WHAT DOES IT MEAN FOR INDUSTRY: Contractors may perceive a relatively modest impact from the nondisplacement rule because hiring predecessor employees in the services industry is a common competitive strategy. But as we noted in discussing EO 14055’s issuance, this latest nondisplacement iteration saddles service contractors with even more administrative burden and compliance risk than the prior iterations.

First, DoL proposed removing the prior nondisplacement rule’s limitation to successor contracts for the same or similar services performed in the same location. The nondisplacement obligation would thus apply no matter where the successor performs. This geographic expansion includes hybrid and remote workforces. So successor contractors, armed with a list of only names and dates of hire, now may have to locate the predecessor contractor’s service employees literally from coast to coast. Relocation costs need not be offered under the proposed rule, but remote options may need to be.

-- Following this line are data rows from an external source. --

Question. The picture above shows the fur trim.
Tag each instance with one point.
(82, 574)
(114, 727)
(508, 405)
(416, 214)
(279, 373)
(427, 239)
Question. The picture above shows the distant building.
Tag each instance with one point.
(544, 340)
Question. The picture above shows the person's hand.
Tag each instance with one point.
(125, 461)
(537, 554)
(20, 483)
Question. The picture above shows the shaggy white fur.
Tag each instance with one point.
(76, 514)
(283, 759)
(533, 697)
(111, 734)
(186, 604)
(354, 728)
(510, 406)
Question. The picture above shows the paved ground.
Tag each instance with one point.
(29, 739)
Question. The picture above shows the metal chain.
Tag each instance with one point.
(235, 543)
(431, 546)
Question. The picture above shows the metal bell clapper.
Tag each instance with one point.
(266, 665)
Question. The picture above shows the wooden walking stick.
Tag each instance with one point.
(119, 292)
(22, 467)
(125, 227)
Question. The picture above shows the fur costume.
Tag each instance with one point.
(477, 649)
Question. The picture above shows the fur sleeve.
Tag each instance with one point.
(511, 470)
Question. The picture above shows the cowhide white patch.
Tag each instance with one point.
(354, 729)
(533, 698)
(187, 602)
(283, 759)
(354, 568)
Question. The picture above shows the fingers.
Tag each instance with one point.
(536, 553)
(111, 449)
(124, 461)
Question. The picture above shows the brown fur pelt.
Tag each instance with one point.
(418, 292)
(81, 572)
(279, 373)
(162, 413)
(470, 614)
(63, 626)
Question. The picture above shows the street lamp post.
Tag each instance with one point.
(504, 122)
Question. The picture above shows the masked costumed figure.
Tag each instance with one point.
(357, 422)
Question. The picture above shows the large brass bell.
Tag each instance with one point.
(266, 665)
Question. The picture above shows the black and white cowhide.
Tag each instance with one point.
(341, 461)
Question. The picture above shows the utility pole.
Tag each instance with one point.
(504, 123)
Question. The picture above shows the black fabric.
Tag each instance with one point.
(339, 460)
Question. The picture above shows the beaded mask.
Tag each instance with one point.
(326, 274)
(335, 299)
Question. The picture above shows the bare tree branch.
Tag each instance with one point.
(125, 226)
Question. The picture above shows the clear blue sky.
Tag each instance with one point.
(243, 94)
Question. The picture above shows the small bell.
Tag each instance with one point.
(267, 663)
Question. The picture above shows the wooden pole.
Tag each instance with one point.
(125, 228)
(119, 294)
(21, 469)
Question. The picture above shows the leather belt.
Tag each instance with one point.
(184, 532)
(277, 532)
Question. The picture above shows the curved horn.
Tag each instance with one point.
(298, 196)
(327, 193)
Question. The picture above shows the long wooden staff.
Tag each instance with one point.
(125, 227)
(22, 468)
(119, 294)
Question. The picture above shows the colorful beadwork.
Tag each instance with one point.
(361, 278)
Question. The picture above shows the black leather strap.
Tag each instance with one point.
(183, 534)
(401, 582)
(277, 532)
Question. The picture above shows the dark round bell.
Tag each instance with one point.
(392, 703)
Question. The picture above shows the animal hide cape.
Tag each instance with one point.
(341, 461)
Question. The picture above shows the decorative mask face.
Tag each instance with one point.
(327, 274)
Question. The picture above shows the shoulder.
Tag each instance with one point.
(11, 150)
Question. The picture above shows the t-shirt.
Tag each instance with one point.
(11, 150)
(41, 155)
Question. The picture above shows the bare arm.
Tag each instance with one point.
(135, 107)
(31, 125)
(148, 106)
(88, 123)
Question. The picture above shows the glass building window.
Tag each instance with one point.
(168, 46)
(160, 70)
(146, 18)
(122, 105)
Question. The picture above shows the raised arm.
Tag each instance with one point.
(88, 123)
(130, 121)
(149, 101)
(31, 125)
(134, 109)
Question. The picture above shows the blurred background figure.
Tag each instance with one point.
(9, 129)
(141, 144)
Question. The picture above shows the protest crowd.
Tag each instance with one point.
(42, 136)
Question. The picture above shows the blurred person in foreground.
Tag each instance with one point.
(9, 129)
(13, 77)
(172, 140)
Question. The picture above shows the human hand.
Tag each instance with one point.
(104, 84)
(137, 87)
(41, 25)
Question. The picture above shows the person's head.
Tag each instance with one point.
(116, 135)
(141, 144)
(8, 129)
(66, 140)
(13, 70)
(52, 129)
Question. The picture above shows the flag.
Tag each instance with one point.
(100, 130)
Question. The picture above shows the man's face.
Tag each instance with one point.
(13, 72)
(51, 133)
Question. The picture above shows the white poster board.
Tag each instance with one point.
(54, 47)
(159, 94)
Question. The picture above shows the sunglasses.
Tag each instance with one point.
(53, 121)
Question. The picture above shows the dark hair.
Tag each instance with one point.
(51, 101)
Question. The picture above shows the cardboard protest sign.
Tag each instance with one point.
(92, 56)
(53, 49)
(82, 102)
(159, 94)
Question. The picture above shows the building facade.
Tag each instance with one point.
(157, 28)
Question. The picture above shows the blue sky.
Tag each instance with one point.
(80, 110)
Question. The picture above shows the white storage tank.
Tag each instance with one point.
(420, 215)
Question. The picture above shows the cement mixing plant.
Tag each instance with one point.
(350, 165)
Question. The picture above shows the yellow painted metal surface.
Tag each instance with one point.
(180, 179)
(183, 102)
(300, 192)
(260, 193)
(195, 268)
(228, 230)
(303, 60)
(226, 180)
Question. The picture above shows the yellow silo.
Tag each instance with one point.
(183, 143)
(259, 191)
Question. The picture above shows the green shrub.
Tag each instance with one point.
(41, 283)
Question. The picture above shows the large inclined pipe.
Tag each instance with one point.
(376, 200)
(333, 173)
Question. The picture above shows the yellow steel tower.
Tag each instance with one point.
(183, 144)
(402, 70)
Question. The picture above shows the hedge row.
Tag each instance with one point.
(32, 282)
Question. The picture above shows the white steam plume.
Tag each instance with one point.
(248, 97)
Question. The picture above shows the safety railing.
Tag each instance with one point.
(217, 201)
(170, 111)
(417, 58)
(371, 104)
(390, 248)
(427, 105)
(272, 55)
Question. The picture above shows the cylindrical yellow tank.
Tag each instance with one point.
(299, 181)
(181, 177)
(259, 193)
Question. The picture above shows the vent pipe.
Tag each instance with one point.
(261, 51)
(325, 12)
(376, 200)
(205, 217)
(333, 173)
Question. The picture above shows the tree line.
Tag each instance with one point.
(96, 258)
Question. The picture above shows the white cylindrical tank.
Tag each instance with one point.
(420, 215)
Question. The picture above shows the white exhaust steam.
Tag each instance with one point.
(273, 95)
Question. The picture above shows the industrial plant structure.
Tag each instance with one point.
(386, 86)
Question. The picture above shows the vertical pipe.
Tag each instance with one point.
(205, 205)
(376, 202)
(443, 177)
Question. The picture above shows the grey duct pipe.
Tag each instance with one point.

Second, DoL followed EO 14055 in raising the bar to not offer employment to a predecessor employee even higher. In nondisplacement’s prior iteration, a successor did not have to offer a job when there was reasonable belief based on the particular employee’s past performance that the predecessor employee had “failed to perform suitably on the job.” Now the standard would be “reliable evidence” that the successor contractor would have “just cause to discharge” the employee. The purpose of this change appears to be making it impossible not to hire a predecessor employee unless the successor has evidence to justify firing the employee—perhaps an unintentionally signature feature of reviving a nondisplacement rule that continues to be a solution in search of a problem.